Valle radio ( VALLE RADIO | ENGLISH SPEAKING RADIO IN SPAIN ) is quite popular with the expats round here. Dunno what they charge but wouldn't hurt to have a chinwag with 'em eh.


Doggy


----------



## Guest (Aug 5, 2009)

owdoggy said:


> Valle radio ( VALLE RADIO | ENGLISH SPEAKING RADIO IN SPAIN ) is quite popular with the expats round here. Dunno what they charge but wouldn't hurt to have a chinwag with 'em eh.
> 
> 
> Doggy


Ta will give it a try. I want to get as many as I can in as many areas as possible as we will be launching a new range of products soon and want to get it out to as many people as possible.


----------



## jojo (Sep 20, 2007)

Now, hears an interesting thing, it appears (altho I'm not sure yet, gonna go back and look later) that I may have a wasps nest in the pump shed in my new house!! So I have phoned the agent and they've gotta "specialist" who'll come out and deal with it!! Also gotta leak in the skimmer pipes I think??? and that could be a big job involving digging up the pressed cement patio area!! Hhhhmmmm, am I seeing problems afoot?? 

Jo xxx


----------



## Guest (Aug 5, 2009)

jojo said:


> Now, hears an interesting thing, it appears (altho I'm not sure yet, gonna go back and look later) that I may have a wasps nest in the pump shed in my new house!! So I have phoned the agent and they've gotta "specialist" who'll come out and deal with it!! Also gotta leak in the skimmer pipes I think??? and that could be a big job involving digging up the pressed cement patio area!! Hhhhmmmm, am I seeing problems afoot??
> 
> Jo xxx


Wasp nest, not a big problem. The leak in the skimmer pipe, now that could be a pig. What makes you think the pipe from the skimmer is leaking? Its quite unusual unless there has been some movement.


----------



## Chica (Mar 23, 2009)

Coastline radio seems to be the most popular around here. It used to be Spectrum but their jingles became so annoying...the same ones over and over again


----------



## jojo (Sep 20, 2007)

Chica said:


> Coastline radio seems to be the most popular around here. It used to be Spectrum but their jingles became so annoying...the same ones over and over again


Something terrible has happened to Spectrum recently, Lisa (in the mornings) has gone and they have some guy who is in the UK doing a very bad "phone in" from 11am til 2pm, I dont listen to it at all anymore. I listen to "heart" or "central"????? Or "Europa FM" a spanish station


Jo xxx


----------



## Zimtony (Jun 28, 2008)

Chris, have a look at the following:
inlandmagazine.com (Alhaurin, Coin, Cartama and surrounds)
localconnections.biz (Antequera, ALora, Alhaurin etc etc)
theoriginaltradingpost.com (same as inland mag)
Key to the Costa (need to google. They cover Furengirola to Marbella and beyond)
Post it on the Coast (again need to google)

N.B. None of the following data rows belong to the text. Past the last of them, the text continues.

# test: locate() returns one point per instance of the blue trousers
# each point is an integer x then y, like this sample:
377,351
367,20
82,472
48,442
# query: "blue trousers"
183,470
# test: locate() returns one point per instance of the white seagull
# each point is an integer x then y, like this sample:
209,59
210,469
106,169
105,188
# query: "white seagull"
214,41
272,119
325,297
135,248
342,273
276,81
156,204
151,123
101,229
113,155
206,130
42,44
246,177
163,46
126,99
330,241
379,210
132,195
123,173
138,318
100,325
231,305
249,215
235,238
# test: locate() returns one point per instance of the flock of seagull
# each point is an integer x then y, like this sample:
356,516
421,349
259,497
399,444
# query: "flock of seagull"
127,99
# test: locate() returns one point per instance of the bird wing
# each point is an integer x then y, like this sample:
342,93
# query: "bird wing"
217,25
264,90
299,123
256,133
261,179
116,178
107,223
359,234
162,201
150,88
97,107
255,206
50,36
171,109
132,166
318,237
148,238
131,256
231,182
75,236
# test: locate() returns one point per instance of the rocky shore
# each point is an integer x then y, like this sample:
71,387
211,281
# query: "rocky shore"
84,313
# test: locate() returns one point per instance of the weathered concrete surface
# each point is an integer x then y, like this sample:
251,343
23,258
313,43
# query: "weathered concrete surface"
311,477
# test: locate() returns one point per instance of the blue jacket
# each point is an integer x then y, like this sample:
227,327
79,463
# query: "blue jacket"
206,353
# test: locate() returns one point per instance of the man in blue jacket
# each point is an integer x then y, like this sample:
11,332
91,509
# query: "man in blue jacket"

Not sure I would worry about radio or TV. Do some direct emails, set up a Facebook fan site, link up with a charity eg Cudeca, link up with related businesses eg plumbers, gardeners etc for joint referrals. Actually, thinking about it, if you would like more info, just PM me and I can send you some other stuff to your email address.

Good luck!!

Tony


----------



## Zimtony (Jun 28, 2008)

jojo said:


> Something terrible has happened to Spectrum recently, Lisa (in the mornings) has gone and they have some guy who is in the UK doing a very bad "phone in" from 11am til 2pm, I dont listen to it at all anymore. I listen to "heart" or "central"????? Or "Europa FM" a spanish station
> 
> 
> Jo xxx


Yep, what has happened to Lisa??? I also listen to HeartFM - a good bunch!


----------



## Guest (Aug 5, 2009)

jojo said:


> Something terrible has happened to Spectrum recently, Lisa (in the mornings) has gone and they have some guy who is in the UK doing a very bad "phone in" from 11am til 2pm, I dont listen to it at all anymore. I listen to "heart" or "central"????? Or "Europa FM" a spanish station
> 
> 
> Jo xxx


Spectrum has now linked up with a company called Torresat who provide english tv via small dishes. It has gone down hill and that may be the reason


----------